On one of my side yard areas I have a giant inflated plastic pink pig that I got from the grocery where I used to work. It’s about 20 feet tall from hoof to back, and 35 feet long from curly tail to big, flat snout. It was an advertisement for a brand of ham and sausage that the store put out front on their parking lot where it could be seen from the road. It’s mounted on a wheeled platform so a car can haul it, and wouldn’t you know it vanished the night the store fired me for stealing? It has reappeared in my yard, minus the brand logo, appearing as just a plain, if colossal, hog, taking up virtually the whole area there. You have to see it to appreciate the scope of it. At night I put a spotlight on it. Yet here again some of my closer nabes are less than enthusiastic, judging by their remarks. They must be vegans or kosher types. What else could explain their anti-pork stance?
My other side yard, which borders my driveway where I park my potato chip delivery truck from my present job, contains an authentic recreation, done in miniature toy pieces, of the Battle of Vicksburg. The tiny Union troops in blue face off against little Johnny Reb in gray in entrenched positions. The lawn is sparse here since realism demanded the scorched earth and trenches of the battlefield. The toy cannon and mortars actually explode when I press the buttons for that on the control panel, and the battle rages all night under floodlights for everyone to enjoy and learn from. This scene took me the better part of a year to devise, with hundreds of soldiers and explosive devices to position properly, and for a Civil War buff like myself it is an unending treat. Of course the kids from around here adore it, and I have to practically beat them with a stick so they don’t get too close to the working mortars and flying cannonballs and flaming structures. Otherwise their pacifist parents would have me in court for endangerment, never mind that I’m expanding their kids’ historical knowledge. You can’t please peaceniks.
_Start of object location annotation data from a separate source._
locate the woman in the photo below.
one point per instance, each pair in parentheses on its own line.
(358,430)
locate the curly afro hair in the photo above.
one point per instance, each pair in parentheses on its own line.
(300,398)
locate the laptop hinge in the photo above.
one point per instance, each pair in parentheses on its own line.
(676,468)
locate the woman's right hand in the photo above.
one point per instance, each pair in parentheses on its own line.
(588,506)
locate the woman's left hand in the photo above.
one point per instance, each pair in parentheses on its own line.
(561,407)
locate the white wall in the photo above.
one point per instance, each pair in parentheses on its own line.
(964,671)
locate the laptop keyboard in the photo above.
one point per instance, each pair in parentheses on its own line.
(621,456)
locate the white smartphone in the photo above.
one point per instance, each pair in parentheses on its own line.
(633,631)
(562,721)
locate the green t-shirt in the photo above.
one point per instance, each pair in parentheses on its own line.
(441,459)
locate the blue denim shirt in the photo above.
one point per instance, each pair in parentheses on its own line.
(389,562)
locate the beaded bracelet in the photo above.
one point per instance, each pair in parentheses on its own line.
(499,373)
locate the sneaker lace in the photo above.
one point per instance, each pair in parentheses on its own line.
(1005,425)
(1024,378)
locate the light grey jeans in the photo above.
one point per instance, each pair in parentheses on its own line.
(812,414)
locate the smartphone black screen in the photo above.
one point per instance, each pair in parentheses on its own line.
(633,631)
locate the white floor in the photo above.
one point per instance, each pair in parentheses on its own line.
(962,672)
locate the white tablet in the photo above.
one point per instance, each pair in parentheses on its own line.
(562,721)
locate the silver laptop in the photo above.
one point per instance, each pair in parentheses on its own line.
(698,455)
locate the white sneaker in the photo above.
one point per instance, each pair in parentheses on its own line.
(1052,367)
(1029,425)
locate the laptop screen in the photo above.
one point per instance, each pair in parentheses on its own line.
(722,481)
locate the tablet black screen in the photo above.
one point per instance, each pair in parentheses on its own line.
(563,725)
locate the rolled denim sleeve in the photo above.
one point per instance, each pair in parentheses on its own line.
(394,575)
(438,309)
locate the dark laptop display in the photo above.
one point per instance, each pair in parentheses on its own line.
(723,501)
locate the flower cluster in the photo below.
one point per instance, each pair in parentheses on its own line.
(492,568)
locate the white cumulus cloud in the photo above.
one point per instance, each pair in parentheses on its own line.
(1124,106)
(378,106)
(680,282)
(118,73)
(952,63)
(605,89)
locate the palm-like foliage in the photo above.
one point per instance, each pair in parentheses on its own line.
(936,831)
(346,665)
That brings us to the backyard, where my common-law wife disports herself in her skimpy swimsuit in my unfiltered aboveground pool, and where my compost heap grows daily. Charles, my tethered llama, processes most of my household garbage so I don’t have to pay for city pickup, converting it to useful fertilizer right there by his stake. I keep him tied so he doesn’t mess with my beehives, which are tucked into a corner of the yard by the sidewalk, ensuring that the ratio of bee stings to kids and patio dwellers skyrockets around here in summer. But that’s life. I don’t object to the nabes broadcasting country music from their car radios while they wash their foreign buggies or stinking up the air with outdoor grills or slapping dangerous golf balls down their yards in their silly lawn-to-lawn golf tournaments, and I expect them to leave me alone about my yard. Most do, seeing my yard as the oasis it is. But for those who complain: that sword cuts both ways.